O caminho da união

Dai-me luz, Senhor, e dai-me força para arrancar de mim tudo o que me impede de me unir a Vós.

1 – “Deus comunica-Se mais à alma que mais adiantada está em amor; o que é ter a vontade mais conforme com a de Deus” (J.C. S. II, 5, 4). No plano concreto da vida, o amor, quando é verdadeiro, manifesta-se na vontade de fazer o que agrada à pessoa amada, no desejo de se conformar com os seus desejos, os seus gostos, os seus quereres, não querendo nada que lhe possa desagradar. A alma une-se a Deus na medida em que sabe conformar-se verdadeiramente com a Sua vontade: é evidente que esta união não será perfeita enquanto a alma resistir, ainda que coisas pequenas, ao querer divino ou não o aceitar de bom grado, como também enquanto conservar desejos e gostos que, embora levemente, estejam em desacordo com os de Deus. Todo o caminho espiritual para a divina união consiste num duplo movimento muito simples, mas essencial: despojar-se de tudo o que não agrada a Deus, renunciar a tudo o que é contrário à Sua vontade, conformando-se com ela e cumprindo-a com o maior amor. Movimento simplicíssimo, mas ao mesmo tempo muito amplo, porque deve estender-se a todas as circunstâncias da vida, sem excluir nenhuma, de modo que em todas elas – tanto nas grandes como nas pequenas – a alma se conforme perfeitamente com o querer divino; movimento muito profundo, que deve atingir os recantos mais secretos do espírito, para o desembaraçar dos mínimos resíduos e das últimas resistências do egoísmo e do orgulho, não só eliminando as suas manifestações, mas arrancando-lhe também as raízes. Enquanto este trabalho de profunda purificação não estiver terminado, a vontade da alma não poderá estar totalmente conforme com a de Deus, porque a isso se opõem muitas imperfeições e hábitos defeituosos. Só a alma que tem a sua vontade “inteiramente conforme e semelhante à divina, está totalmente unida e transformada em Deus”; por isso, para chegar à união, “não há mister senão despojar-se destas contrariedades e dissimilitudes naturais” (ib.).

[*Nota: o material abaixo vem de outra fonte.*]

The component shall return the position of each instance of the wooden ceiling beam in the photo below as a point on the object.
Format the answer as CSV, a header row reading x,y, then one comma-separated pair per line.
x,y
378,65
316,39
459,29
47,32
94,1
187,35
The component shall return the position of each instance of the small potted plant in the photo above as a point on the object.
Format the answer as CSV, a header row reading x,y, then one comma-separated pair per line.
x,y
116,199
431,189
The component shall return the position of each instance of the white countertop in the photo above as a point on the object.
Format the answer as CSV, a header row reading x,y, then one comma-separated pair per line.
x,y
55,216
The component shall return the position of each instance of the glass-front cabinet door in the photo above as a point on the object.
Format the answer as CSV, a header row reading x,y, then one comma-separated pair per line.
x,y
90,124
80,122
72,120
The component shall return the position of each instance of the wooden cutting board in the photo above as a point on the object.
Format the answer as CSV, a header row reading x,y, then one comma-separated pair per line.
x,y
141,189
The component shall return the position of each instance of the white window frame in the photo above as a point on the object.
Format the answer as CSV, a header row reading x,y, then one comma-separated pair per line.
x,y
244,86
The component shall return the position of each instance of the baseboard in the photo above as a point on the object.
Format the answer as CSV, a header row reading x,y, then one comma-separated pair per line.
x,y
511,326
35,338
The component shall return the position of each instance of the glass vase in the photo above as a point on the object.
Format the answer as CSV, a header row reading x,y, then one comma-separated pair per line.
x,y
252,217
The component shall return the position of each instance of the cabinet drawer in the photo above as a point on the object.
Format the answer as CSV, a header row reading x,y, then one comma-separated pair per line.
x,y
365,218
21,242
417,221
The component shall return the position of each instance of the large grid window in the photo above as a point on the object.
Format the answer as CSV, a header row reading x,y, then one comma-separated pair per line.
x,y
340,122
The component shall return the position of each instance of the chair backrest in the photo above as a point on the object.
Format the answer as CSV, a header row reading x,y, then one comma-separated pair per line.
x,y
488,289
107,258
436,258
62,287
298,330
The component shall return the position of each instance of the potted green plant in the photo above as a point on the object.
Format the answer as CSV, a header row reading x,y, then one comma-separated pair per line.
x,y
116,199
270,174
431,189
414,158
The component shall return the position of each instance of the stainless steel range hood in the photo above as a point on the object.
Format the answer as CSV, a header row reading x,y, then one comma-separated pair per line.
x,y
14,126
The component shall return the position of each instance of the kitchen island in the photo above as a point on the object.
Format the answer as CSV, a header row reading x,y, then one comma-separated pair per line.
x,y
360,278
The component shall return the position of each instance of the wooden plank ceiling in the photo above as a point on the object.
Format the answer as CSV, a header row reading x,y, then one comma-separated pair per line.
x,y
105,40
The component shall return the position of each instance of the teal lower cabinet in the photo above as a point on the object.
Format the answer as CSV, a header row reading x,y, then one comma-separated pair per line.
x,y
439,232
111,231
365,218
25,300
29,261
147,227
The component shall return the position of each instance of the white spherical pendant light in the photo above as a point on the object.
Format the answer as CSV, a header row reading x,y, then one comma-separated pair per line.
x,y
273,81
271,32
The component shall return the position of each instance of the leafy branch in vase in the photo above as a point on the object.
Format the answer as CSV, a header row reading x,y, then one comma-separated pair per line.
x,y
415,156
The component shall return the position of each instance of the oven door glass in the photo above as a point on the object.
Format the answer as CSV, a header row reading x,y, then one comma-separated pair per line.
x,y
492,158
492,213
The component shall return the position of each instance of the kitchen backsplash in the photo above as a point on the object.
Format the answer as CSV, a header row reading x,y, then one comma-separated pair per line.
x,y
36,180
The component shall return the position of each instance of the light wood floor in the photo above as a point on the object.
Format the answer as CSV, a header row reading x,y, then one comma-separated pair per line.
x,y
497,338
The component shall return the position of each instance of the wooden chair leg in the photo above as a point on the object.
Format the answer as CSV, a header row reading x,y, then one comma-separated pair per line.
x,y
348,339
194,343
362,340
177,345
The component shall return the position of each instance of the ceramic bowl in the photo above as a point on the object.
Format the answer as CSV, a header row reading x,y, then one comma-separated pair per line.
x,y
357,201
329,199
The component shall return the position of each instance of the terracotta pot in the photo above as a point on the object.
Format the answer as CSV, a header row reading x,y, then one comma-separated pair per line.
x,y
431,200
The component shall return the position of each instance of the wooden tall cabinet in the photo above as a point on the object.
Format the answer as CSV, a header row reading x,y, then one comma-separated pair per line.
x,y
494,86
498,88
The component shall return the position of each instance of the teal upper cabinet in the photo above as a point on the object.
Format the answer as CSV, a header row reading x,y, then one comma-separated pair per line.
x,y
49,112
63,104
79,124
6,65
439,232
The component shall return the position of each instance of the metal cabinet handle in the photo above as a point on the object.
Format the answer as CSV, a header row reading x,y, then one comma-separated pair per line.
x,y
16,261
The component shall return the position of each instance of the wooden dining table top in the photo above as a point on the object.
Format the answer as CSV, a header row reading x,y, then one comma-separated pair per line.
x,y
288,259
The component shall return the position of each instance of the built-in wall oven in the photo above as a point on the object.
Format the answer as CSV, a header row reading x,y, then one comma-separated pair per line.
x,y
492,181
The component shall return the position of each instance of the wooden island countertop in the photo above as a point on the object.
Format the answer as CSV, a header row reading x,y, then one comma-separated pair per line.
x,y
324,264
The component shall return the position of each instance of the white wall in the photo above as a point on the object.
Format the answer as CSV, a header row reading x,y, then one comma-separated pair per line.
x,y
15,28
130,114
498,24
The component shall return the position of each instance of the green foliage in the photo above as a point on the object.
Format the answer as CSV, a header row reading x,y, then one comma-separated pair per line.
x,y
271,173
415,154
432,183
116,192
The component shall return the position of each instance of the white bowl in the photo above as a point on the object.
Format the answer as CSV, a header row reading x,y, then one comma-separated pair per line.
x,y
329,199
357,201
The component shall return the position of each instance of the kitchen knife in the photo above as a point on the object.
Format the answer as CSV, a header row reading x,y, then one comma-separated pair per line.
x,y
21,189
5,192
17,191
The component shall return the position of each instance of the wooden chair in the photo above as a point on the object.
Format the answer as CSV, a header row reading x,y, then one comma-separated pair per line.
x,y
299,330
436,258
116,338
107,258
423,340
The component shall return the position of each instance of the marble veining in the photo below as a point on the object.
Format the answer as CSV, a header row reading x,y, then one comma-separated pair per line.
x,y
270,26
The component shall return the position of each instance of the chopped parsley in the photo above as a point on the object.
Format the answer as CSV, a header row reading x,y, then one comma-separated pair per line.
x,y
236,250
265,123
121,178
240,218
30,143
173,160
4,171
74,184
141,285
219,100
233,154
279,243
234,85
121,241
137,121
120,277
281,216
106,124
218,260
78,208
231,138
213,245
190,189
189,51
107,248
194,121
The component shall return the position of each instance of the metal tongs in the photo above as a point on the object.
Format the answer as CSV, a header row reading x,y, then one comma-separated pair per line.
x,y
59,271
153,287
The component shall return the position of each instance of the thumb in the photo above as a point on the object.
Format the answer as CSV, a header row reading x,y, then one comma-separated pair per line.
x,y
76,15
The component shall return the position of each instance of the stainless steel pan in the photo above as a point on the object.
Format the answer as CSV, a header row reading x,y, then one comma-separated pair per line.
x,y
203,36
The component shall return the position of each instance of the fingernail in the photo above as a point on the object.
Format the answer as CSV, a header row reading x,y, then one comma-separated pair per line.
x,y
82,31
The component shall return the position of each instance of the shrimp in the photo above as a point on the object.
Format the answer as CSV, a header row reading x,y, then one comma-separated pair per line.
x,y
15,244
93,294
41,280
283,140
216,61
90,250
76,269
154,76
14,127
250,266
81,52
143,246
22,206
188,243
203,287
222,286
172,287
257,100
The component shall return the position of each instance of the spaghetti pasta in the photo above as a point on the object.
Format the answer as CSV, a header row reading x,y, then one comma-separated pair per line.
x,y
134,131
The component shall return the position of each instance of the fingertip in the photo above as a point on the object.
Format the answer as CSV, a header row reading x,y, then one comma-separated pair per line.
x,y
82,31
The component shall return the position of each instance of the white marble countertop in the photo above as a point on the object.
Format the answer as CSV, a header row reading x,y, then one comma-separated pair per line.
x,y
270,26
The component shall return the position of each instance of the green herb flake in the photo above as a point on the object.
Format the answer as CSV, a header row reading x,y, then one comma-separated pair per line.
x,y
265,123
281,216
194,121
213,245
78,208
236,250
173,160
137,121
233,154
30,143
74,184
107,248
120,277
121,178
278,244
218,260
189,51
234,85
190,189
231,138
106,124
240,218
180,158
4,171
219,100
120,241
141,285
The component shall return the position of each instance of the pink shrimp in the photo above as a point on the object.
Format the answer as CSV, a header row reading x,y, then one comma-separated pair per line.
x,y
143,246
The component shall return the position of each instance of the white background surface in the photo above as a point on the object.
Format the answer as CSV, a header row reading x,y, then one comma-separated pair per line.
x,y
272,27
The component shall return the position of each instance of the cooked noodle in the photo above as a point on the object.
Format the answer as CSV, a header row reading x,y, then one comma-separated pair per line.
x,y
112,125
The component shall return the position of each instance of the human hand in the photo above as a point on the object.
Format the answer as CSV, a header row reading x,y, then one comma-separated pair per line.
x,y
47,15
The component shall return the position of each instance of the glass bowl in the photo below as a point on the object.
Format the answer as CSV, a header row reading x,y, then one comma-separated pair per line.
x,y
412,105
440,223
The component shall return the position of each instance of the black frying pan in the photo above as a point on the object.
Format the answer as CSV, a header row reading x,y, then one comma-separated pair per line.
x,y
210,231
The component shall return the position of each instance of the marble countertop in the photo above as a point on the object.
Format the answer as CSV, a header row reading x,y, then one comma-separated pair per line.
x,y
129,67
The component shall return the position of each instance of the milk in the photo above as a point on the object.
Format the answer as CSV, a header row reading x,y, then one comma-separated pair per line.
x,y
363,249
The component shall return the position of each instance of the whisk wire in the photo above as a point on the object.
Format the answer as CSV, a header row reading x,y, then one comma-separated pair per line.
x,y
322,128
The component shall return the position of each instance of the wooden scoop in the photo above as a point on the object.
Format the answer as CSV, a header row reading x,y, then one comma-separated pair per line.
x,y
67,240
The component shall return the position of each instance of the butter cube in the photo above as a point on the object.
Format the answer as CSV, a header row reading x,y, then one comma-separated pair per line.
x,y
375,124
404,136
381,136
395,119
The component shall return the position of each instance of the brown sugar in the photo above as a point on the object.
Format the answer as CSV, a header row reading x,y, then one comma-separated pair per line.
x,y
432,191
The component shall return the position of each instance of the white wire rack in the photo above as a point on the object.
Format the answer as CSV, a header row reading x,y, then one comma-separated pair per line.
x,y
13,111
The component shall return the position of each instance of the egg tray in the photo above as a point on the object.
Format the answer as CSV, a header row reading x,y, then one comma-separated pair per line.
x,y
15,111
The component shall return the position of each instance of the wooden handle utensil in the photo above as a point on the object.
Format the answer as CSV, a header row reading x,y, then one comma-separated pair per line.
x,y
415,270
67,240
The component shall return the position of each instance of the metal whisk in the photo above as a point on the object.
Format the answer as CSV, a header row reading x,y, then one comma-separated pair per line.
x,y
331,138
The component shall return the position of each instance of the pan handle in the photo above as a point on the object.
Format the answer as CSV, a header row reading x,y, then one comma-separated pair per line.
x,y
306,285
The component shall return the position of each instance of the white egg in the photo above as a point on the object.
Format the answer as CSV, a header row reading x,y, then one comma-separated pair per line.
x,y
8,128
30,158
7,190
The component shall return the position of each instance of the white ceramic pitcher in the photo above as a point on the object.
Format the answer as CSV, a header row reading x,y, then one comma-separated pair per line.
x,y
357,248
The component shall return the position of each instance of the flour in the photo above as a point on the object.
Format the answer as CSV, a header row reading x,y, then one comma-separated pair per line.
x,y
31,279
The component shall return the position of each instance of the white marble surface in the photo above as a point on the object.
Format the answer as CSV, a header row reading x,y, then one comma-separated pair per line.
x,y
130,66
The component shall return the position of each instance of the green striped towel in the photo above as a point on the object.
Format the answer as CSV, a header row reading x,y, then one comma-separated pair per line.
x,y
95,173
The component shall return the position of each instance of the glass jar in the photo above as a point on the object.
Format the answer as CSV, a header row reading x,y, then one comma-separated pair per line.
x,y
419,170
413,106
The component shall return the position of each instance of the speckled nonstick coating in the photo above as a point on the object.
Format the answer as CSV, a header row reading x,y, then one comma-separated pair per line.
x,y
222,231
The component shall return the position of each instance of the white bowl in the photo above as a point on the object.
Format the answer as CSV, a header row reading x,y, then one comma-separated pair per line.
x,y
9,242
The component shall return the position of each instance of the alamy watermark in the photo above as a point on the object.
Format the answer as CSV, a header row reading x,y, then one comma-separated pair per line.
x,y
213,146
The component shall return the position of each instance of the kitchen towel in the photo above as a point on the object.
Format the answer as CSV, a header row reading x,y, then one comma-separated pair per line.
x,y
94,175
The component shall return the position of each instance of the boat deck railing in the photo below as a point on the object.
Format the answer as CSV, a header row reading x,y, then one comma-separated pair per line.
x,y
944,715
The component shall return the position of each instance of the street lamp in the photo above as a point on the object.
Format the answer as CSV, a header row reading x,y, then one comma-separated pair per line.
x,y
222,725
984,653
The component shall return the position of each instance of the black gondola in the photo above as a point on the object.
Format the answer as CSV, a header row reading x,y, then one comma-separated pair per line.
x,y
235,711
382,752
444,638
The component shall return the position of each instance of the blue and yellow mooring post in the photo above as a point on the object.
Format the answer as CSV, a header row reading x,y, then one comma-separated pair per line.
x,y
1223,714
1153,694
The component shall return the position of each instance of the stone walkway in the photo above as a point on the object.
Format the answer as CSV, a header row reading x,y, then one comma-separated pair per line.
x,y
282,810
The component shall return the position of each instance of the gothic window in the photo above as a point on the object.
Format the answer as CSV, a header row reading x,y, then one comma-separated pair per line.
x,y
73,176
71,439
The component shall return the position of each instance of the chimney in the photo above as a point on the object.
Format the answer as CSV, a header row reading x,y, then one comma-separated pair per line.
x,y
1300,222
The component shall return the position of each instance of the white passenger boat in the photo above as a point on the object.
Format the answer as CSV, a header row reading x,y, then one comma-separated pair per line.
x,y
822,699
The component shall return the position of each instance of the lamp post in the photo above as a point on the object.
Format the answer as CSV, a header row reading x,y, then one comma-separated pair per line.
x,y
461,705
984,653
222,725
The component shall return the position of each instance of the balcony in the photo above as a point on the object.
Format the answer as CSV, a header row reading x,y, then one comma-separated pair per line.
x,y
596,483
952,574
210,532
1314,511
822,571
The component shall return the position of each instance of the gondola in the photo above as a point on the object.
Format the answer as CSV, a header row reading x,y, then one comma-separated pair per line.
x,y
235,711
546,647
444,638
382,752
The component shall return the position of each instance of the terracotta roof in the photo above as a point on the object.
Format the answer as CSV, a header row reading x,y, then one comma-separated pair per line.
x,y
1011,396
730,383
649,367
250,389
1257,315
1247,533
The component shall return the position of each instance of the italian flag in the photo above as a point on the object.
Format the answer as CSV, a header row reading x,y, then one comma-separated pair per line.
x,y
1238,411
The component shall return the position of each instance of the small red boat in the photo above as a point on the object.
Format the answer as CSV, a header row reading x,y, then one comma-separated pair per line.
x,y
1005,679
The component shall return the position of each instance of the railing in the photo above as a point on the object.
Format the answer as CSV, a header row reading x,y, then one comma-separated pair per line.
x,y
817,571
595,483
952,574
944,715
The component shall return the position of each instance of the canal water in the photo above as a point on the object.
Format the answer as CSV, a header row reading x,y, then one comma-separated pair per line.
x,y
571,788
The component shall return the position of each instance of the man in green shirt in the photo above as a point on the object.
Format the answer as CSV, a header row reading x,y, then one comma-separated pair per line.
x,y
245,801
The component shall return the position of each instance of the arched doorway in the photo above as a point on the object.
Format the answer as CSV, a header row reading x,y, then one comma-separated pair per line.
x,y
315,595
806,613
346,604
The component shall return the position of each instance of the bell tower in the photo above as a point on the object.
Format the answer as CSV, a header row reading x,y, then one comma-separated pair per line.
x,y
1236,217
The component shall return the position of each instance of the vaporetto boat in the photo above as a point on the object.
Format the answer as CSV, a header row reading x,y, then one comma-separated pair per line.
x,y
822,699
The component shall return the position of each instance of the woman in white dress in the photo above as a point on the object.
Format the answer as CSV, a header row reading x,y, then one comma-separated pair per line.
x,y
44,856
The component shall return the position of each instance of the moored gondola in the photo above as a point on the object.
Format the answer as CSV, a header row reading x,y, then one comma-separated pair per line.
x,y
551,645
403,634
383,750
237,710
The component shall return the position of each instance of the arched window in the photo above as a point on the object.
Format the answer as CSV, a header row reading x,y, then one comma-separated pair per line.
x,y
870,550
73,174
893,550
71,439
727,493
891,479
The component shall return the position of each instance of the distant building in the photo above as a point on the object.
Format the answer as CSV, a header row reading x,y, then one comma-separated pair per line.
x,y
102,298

2 – Se te examinares atentamente, verás que a tua vontade é ainda muito dissemelhante da de Deus. Deus só quer o bem, e quere-o de um modo perfeitíssimo; tu, ao contrário, juntamente com o bem, queres muitas vezes também o mal; além disso, o próprio bem que tu desejas, deseja-o sem energia e realiza-o de uma maneira muito imperfeita. Sempre que cometes alguma falta, ainda que seja uma simples imperfeição, queres alguma coisa que Deus não pode querer; poderão ser pequeninas faltas de preguiça, de negligência, de impaciência; poderão ser sutis buscas de ti mesmo, ou do afeto e da estima das criaturas; ou ainda segundas intenções que se infiltram nas tuas obras. Tudo isso deve ser eliminado para chegares à união com Deus.

S. João da Cruz diz expressamente que não só os principiantes no caminho espiritual, mas também os aproveitados, estão sujeitos a muitas imperfeições e conservam ainda hábitos imperfeitos, provenientes sobretudo de um sutil orgulho e de egoísmo espiritual. Tendo-se exercitado longo tempo na vida interior, facilmente se insinua neles uma certa presunção e segurança de si, pelo que no seu trato com Deus estão expostos a faltar à humildade e à reverência, ao passo que nas suas relações com o próximo caem muitas vezes na fraqueza de quererem ser tidos por perfeitos. Por isso, não estando ainda completamente desapegados de si mesmos, detêm-se a gozar um tanto egoistamente as consolações espirituais recebidas na oração e assim distraem-se e não buscam somente a Deus, retardam o caminho para a união com Ele e expõem-se a cair nos laços da fantasia ou do demônio (cfr. N. II, 2).

Isto demonstra quão profundas são em nós as raízes do orgulho e do egoísmo; mal desprendemos o coração das vaidades terrenas e dos bens materiais, logo estamos prontos a apegar-nos aos bens espirituais. Contudo não devemos desesperar de chegar à união, mas antes aproveitarmo-nos da nossa miséria para suplicar a bom termo a obra da nossa purificação. De resto, Ele deseja-o mais do que nós próprios e se o não faz como quereria, é somente por nos achar relutantes, impacientes e muito pouco dispostos a aceitar de bom grado aquilo que nos humilha e mortifica profundamente. No entanto é este o único caminho para chegar à união com Deus.

Intimidade Divina, Meditações Sobre a Vida Interior Para Todos os Dias do Ano, P. Gabriel de Sta M. Madalena O.C.D. 1952.